Rr.190 70P rompA ATGGCGAATATTTCTCCAAAA 610 52.5 Regnery et al., 1991
Rr.190 602N rompA AGTGCAGCATTCGCTCCCCCT 64.9
BG1-21 rompB GGCAATTAATATCGCTGACGG 511 55.6 Eremeeva &Raoult, 1994
BG2-20 rompB GCATCTGCACTAGCACTTTC 55.2
RrCS372 gltA TTTGTAGCTCTTCTCATCCTATGGC 410 59.0 Kollars and Kengluecha,2001
RrCS989 gltA CCAAGTTCCTTTAATACTTCTTTGC 57.4

DNA sequencing, sequence editing and BLASTn search

The amplified PCR products were sequenced in a commercial sequencing facility. Only 43 samples out of the 60 positive omp A amplicons were sequenced due to some technical constraints and all the positiveomp B amplicons were sequenced while all the amplified representatives of tick’s 12S rDNA amplicons were also sequenced and none was sequenced for the glt A positive amplicons. The inability to sequence the glt A amplicons was due to financial constraint coupled with the fact that the discriminatory power to delineateRickettsia spp. by the three amplified genes are equal and as such any of the genes could suffice for delineation of the species among the genus Rickettsia . The alignment and sequence editing was achieved using Geneious Prime 2019.0.3 version. The generated nucleotide sequences were subjected to homology search using the Basic Local Alignment Search Tool (National Center for Biotechnology Information, www.ncbi.nlm.nih.gov) where the edited sequences were compared with representative genetic sequences of previously characterized rickettsial and tick species curated in the GenBank NCBI. Rickettsial sequences that had above 97% homology with test samples were used as reference strains for phylogenetic analyses along with other curated representatives of SFGR sequences in the GenBank.
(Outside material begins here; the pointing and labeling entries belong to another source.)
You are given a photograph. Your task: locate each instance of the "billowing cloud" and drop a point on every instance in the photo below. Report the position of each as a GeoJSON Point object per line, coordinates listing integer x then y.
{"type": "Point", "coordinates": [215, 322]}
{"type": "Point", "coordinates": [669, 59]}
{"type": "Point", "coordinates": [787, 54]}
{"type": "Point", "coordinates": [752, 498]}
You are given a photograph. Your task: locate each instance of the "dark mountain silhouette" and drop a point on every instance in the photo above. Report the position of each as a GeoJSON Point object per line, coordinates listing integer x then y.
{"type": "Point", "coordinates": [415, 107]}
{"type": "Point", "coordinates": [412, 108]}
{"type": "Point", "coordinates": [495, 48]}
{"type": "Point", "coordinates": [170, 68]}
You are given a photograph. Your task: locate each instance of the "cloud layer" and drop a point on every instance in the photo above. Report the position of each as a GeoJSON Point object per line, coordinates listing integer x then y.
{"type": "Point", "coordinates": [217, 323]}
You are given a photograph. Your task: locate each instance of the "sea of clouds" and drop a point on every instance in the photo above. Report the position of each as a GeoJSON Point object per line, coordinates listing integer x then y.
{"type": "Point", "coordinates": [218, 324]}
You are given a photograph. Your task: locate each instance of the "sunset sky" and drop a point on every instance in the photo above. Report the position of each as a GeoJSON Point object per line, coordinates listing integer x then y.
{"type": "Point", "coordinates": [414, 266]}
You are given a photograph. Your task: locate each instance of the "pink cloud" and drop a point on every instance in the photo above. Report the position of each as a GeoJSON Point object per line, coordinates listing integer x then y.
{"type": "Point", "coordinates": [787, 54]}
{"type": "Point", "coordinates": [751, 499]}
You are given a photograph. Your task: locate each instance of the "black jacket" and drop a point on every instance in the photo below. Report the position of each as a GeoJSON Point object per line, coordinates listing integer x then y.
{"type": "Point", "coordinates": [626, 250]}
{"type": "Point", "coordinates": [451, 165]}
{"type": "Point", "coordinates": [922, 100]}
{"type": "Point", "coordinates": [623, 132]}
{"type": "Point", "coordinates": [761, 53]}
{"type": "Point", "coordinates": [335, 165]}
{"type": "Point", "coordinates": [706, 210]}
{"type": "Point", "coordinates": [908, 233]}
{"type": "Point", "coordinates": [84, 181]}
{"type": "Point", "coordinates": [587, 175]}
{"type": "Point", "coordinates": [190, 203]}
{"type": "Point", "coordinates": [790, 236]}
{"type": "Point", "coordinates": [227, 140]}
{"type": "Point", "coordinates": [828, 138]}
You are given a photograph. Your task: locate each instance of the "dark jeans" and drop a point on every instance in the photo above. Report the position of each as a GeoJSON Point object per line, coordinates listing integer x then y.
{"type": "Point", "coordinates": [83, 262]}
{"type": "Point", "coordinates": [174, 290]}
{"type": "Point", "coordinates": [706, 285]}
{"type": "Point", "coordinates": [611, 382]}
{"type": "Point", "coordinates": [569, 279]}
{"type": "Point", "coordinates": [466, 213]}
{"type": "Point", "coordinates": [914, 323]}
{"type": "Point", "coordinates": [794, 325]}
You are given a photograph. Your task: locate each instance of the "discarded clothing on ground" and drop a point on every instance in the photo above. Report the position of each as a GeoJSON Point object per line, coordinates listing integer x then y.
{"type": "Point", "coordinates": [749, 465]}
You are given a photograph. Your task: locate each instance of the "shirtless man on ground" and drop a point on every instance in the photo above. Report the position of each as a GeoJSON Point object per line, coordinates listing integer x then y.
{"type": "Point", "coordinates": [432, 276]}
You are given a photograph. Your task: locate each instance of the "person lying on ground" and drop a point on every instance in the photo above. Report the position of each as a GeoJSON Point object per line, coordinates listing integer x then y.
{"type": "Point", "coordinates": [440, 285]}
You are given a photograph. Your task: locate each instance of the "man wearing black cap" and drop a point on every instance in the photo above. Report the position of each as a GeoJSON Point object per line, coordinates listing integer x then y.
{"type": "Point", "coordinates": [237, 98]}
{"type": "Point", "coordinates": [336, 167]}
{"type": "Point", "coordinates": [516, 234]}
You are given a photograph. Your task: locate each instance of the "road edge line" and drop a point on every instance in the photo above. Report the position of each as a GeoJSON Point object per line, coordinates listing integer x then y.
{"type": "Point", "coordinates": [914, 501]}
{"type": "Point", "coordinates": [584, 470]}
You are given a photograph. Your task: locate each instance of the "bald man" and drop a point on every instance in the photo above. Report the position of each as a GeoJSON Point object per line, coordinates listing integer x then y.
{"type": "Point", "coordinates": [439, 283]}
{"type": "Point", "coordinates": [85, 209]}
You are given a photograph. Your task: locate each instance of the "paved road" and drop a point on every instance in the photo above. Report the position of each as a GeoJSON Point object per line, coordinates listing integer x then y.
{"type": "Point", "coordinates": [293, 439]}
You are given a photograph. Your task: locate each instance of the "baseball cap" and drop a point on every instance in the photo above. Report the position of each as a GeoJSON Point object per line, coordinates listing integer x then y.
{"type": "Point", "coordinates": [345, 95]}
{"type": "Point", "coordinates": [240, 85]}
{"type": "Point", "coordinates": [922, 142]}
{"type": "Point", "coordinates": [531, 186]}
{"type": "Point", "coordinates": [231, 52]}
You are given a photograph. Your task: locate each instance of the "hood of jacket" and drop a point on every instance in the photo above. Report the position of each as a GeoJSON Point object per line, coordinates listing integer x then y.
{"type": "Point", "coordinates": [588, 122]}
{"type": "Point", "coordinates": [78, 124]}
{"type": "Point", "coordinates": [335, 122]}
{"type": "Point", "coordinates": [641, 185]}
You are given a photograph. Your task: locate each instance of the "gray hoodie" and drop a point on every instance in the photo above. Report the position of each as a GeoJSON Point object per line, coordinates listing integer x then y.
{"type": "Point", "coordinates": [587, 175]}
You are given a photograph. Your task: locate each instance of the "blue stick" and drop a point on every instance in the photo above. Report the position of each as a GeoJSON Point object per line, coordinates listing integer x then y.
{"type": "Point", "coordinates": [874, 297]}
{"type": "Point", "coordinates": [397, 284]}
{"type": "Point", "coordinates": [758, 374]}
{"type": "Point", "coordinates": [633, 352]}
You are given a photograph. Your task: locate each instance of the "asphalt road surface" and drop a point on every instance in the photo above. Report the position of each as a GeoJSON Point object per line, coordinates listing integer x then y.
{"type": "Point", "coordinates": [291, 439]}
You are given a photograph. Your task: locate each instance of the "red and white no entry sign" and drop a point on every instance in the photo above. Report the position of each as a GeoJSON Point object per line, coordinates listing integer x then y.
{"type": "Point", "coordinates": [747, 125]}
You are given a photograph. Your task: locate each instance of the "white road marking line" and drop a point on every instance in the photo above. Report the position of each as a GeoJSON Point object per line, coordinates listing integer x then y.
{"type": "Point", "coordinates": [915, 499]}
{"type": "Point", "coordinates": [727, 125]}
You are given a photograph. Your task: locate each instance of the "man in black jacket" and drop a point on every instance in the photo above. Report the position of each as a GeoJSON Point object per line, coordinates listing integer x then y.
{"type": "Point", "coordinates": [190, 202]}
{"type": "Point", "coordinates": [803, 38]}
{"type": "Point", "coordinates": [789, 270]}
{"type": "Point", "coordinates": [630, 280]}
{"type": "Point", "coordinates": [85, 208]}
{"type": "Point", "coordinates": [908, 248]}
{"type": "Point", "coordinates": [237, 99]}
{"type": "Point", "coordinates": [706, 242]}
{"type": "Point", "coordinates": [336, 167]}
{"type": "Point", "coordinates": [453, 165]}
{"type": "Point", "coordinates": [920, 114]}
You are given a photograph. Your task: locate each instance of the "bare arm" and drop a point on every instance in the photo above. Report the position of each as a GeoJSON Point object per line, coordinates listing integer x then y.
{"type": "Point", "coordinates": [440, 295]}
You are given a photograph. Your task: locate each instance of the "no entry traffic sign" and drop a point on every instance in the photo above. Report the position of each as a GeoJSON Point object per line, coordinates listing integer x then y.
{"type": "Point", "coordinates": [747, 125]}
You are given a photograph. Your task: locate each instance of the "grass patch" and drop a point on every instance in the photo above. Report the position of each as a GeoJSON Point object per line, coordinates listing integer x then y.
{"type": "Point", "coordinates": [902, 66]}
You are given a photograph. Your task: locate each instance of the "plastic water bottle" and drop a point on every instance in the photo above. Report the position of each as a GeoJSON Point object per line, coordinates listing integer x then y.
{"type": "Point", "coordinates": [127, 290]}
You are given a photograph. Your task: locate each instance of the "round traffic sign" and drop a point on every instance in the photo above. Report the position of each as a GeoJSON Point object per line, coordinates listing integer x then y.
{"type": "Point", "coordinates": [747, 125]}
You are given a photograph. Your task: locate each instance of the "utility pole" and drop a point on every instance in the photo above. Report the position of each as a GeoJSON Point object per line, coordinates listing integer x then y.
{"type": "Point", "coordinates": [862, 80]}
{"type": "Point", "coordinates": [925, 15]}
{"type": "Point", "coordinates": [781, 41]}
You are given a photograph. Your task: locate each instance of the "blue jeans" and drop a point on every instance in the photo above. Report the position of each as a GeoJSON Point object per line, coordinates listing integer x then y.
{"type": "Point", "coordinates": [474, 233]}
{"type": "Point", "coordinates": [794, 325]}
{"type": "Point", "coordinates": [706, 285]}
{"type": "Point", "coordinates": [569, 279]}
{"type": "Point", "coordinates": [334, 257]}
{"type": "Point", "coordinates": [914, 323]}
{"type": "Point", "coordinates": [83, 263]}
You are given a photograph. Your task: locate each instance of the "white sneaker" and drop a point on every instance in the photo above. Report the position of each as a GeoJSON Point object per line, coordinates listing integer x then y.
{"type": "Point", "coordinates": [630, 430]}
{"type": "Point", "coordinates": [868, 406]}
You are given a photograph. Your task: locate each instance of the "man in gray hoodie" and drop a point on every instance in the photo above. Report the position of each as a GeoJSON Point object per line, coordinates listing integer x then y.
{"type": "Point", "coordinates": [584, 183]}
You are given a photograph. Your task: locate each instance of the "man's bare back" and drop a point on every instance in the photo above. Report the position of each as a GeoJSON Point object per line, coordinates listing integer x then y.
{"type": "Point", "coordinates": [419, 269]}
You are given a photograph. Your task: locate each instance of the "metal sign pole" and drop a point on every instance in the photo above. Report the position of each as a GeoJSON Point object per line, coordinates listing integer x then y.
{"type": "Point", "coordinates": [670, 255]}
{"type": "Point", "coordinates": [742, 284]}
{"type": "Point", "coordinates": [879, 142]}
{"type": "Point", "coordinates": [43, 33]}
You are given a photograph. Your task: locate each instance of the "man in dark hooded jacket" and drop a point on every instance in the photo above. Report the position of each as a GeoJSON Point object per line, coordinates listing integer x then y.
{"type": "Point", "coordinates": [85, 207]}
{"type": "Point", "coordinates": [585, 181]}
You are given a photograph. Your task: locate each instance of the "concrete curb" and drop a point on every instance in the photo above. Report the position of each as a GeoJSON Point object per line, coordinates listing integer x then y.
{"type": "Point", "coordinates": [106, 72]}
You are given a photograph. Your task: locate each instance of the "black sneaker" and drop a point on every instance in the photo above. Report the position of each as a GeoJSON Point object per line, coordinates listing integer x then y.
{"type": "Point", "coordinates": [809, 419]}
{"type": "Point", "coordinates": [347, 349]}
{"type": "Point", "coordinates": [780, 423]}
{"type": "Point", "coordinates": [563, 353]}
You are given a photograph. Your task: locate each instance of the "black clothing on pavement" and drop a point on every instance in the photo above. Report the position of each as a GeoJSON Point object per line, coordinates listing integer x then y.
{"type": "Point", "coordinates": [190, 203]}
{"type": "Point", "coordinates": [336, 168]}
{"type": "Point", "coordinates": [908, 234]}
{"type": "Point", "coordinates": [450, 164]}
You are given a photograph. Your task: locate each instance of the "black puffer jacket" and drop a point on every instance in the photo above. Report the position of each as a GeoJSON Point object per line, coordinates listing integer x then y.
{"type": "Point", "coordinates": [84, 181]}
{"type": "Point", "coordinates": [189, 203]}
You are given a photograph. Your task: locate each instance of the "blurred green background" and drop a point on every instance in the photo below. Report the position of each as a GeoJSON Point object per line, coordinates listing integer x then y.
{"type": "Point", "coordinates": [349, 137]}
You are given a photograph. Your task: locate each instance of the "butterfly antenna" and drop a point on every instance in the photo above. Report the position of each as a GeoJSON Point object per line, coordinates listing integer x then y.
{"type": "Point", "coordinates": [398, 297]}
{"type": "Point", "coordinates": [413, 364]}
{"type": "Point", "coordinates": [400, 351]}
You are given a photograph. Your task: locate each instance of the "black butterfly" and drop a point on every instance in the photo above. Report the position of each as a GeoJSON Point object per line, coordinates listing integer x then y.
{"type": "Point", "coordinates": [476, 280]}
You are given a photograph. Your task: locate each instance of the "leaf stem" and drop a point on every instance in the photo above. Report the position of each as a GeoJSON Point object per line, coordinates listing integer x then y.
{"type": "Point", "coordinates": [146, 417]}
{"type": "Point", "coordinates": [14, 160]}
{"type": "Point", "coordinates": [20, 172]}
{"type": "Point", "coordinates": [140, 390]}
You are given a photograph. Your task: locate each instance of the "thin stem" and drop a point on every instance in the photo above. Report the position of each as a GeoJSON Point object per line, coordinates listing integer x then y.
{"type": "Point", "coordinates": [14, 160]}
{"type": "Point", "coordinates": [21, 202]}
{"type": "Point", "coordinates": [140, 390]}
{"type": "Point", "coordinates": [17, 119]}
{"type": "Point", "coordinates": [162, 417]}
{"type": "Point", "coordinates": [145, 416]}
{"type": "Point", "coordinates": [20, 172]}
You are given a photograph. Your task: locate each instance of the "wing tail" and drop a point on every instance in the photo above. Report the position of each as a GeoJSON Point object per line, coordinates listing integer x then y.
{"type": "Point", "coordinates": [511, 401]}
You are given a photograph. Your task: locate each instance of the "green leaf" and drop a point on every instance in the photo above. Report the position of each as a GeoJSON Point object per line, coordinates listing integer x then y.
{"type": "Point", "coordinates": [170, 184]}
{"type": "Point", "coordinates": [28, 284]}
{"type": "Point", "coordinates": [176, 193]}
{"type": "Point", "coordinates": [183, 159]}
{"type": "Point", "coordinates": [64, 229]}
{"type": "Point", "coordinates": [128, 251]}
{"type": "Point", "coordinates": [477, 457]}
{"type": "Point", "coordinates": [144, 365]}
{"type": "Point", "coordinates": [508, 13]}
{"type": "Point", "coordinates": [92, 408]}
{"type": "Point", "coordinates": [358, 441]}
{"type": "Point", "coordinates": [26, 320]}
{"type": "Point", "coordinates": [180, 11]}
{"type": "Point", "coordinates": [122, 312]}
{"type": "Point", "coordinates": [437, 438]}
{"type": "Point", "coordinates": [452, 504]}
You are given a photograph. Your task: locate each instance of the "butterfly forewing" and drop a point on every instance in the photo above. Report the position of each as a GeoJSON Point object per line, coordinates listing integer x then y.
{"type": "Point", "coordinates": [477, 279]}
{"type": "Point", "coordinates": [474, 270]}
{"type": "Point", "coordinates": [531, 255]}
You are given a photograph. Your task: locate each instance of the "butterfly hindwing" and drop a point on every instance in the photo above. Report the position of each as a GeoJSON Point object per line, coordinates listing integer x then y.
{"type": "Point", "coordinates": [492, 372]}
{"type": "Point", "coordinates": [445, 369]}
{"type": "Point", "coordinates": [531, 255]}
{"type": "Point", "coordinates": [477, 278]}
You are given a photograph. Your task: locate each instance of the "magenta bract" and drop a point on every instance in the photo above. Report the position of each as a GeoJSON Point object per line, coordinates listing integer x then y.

3.1.7 Phylogenetic analysis

Edited sequences were aligned with reference sequences obtained from GenBank after the BLAST search which was used to construct a maximum possible phylogenetic tree using Mega 7 version software with 1000 bootstrap replicate. Phylogenetic trees were constructed using BioEdit Tree Builder. Sequence data sets for positive samples were submitted to NCBI GenBank for accession numbers.